Achieving Congestion Mitigation Using Distributed Power Control for Spectrum Sensor Nodes in Sensor Network-Aided Cognitive Radio Ad Hoc Networks

Sensors (Basel). 2017 Sep 15;17(9):2132. doi: 10.3390/s17092132.

Abstract

The data sequence of spectrum sensing results injected from dedicated spectrum sensor nodes (SSNs) and the data traffic from upstream secondary users (SUs) lead to unpredictable data loads in a sensor network-aided cognitive radio ad hoc network (SN-CRN). As a result, network congestion may occur at a SU acting as fusion center when the offered data load exceeds its available capacity, which degrades network performance. In this paper, we present an effective approach to mitigate congestion of bottlenecked SUs via a proposed distributed power control framework for SSNs over a rectangular grid based SN-CRN, aiming to balance resource load and avoid excessive congestion.
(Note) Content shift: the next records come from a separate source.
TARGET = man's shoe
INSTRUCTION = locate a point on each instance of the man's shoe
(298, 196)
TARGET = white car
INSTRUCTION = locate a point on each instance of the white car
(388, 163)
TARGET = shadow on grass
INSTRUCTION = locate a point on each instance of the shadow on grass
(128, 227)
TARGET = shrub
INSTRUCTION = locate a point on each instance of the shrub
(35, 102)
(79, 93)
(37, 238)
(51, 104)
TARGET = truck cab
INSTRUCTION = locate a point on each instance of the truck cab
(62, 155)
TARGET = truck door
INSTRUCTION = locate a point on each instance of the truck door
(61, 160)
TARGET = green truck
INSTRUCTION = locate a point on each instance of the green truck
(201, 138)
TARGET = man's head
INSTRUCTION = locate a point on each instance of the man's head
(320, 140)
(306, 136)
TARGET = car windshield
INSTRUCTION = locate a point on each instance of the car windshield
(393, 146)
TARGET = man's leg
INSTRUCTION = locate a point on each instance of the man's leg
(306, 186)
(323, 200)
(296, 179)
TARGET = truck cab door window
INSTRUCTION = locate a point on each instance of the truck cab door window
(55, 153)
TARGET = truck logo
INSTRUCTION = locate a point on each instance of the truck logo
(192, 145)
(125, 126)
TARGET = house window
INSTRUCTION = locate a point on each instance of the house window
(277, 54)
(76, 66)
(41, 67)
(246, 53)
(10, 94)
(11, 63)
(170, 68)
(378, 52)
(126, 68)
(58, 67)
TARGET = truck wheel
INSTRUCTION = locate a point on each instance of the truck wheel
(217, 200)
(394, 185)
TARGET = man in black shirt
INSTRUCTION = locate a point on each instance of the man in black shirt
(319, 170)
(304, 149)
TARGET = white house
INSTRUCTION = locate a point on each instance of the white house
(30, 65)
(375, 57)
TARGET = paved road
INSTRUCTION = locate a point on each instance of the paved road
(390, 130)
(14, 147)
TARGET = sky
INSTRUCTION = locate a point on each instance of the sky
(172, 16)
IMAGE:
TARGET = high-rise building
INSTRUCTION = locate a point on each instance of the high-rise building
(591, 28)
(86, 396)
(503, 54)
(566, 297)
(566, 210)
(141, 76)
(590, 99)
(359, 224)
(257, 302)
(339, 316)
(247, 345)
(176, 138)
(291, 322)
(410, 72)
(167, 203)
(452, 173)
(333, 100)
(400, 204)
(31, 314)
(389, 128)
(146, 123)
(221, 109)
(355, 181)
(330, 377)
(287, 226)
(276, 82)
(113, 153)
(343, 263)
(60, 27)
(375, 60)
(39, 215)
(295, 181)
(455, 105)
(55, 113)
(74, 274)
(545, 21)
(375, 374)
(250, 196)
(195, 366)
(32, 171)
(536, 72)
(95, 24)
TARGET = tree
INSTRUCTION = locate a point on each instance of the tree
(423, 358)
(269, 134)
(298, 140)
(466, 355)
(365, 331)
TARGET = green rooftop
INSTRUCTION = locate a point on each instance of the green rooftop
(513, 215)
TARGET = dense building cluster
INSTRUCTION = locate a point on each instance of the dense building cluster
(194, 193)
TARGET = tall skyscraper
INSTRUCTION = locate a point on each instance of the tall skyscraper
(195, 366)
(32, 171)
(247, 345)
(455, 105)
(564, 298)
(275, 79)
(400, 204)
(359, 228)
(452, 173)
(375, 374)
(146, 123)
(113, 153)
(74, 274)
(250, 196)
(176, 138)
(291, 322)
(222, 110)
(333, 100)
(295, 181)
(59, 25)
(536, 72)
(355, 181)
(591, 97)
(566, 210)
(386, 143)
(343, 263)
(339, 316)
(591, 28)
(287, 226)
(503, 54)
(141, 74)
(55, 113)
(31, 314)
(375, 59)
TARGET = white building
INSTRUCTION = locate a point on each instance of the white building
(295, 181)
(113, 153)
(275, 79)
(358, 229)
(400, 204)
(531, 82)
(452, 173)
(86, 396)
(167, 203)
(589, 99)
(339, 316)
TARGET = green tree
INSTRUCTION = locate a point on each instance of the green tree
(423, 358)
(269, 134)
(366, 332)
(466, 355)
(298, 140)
To achieve this goal, a distributed power control framework for SSNs from interior tier (IT) and middle tier (MT) is proposed to achieve the tradeoff between channel capacity and energy consumption. In particular, we firstly devise two pricing factors by considering stability of local spectrum sensing and spectrum sensing quality for SSNs. By the aid of pricing factors, the utility function of this power control problem is formulated by jointly taking into account the revenue of power reduction and the cost of energy consumption for IT or MT SSN. By bearing in mind the utility function maximization and linear differential equation constraint of energy consumption, we further formulate the power control problem as a differential game model under a cooperation or noncooperation scenario, and rigorously obtain the optimal solutions to this game model by employing dynamic programming. Then the congestion mitigation for bottlenecked SUs is derived by alleviating the buffer load over their internal buffers. Simulation results are presented to show the effectiveness of the proposed approach under the rectangular grid based SN-CRN scenario.

Keywords: cognitive radio; congestion mitigation; power control; sensor network.